I’ve had many interesting reactions to my recent post about inflation, this idea that the early universe expanded exponentially and thereby flattened and smoothed itself. The maybe most interesting response to my pointing out that inflation doesn’t solve the problems it was invented to solve is a flabbergasted: “But everyone else says it does.”

I’m not sure why that is so. Those who I personally speak with pretty quickly agree that what I say is correct. The math isn’t all that difficult and the situation pretty clar. The puzzle is, why then do so many of them tell a story that is nonsense? And why do they keep teaching it to students, print it in textbooks, and repeat it in popular science books?

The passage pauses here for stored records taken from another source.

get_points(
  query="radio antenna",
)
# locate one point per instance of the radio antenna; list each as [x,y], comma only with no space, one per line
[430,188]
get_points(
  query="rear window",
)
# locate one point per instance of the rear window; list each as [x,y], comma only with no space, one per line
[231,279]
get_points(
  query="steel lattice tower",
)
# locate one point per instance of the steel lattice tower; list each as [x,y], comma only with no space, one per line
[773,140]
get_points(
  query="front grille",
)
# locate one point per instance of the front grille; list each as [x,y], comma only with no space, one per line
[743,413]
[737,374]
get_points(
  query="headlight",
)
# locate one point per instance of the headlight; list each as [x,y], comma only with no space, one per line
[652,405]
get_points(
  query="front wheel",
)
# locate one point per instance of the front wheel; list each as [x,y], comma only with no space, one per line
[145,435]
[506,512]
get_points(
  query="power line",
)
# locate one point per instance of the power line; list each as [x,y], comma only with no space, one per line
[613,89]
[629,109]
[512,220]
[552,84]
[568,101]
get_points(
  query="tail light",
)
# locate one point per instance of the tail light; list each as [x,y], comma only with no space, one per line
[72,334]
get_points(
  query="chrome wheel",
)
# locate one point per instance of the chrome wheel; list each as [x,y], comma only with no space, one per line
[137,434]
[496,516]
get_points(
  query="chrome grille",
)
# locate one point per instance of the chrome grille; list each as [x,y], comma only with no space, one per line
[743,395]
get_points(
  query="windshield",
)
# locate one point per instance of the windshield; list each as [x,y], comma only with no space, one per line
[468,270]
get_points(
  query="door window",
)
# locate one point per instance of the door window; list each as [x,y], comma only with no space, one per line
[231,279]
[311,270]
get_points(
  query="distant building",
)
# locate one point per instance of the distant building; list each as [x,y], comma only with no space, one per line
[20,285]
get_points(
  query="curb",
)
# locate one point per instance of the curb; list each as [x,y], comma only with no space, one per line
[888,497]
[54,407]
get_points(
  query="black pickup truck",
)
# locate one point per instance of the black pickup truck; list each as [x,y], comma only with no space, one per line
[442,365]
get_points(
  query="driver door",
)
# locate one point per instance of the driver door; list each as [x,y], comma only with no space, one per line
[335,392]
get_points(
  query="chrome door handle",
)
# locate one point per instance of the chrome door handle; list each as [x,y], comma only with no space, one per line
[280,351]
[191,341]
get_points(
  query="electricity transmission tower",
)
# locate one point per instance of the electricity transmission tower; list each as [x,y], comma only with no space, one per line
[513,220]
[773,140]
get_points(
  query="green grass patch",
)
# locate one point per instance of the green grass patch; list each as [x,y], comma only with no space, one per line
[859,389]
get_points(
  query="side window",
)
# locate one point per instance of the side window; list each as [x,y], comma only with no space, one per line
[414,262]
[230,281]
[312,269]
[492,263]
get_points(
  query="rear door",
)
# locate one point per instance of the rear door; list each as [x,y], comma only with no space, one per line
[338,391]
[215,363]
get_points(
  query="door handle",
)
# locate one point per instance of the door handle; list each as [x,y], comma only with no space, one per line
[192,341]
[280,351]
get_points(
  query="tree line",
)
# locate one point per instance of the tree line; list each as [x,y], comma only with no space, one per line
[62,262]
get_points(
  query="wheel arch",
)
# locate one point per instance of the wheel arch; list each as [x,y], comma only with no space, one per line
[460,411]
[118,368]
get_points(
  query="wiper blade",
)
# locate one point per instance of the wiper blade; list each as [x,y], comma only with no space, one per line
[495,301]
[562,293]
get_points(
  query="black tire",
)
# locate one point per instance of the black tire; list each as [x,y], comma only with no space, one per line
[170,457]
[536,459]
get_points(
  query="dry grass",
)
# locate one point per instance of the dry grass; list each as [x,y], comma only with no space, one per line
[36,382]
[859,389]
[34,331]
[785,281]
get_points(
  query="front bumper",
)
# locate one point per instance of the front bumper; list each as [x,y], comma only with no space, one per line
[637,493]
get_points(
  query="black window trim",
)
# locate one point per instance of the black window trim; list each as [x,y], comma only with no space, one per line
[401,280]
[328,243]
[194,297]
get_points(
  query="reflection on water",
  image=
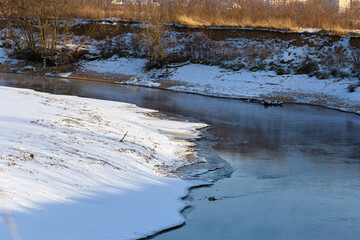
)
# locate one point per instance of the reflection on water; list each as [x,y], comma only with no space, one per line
[297,168]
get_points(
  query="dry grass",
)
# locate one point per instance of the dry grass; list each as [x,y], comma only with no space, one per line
[242,13]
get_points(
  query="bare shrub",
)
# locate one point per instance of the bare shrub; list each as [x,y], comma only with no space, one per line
[152,33]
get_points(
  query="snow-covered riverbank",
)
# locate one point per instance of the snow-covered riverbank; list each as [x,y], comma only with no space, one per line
[215,81]
[64,150]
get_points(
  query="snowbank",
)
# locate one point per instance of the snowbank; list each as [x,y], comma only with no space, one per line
[66,173]
[216,81]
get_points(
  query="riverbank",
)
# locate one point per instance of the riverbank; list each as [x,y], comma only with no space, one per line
[97,168]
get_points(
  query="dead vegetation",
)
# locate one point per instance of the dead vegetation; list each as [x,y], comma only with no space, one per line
[242,13]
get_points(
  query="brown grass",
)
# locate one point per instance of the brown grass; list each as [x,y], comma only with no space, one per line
[241,13]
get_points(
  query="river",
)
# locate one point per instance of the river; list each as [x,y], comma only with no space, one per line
[296,168]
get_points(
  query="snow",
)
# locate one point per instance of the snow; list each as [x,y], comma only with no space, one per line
[66,174]
[216,81]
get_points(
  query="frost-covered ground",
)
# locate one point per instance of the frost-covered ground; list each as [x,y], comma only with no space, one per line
[216,81]
[68,172]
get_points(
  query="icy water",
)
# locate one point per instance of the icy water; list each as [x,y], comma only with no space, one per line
[296,168]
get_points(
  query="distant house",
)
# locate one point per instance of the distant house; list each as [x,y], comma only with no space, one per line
[342,5]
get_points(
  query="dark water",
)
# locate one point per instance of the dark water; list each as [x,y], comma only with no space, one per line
[297,168]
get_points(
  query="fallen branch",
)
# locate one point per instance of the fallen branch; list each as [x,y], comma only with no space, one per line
[122,140]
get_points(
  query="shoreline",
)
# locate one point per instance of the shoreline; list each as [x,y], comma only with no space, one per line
[77,187]
[124,80]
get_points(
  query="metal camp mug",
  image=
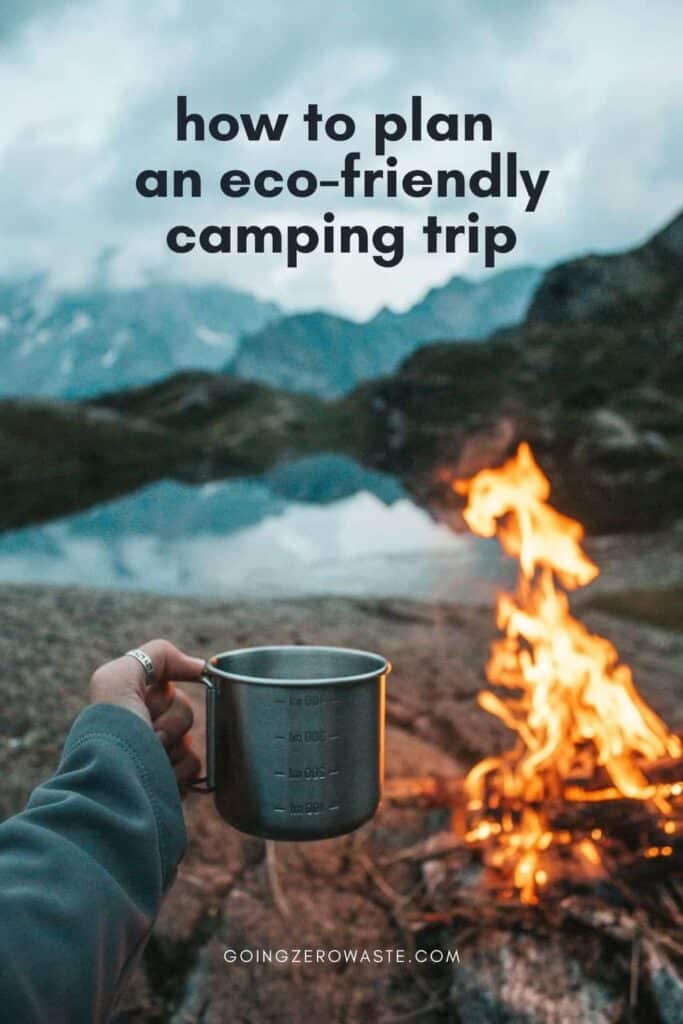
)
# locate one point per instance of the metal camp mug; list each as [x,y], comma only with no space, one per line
[295,738]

One reason these stories survive – despite my best efforts to the contrary – is certainly that they are simple and sound superficially plausible. But it doesn’t take much to tear them down. And that it’s so simple to pull away the carpet under what motivates research of thousands of people makes me very distrustful of my colleagues.

If Hossenfelder were stuck at coffee with Jonathan Wells, author of Zombie Science, they’d have at least one thing to talk about (out-of-date or iffy stuff in textbooks).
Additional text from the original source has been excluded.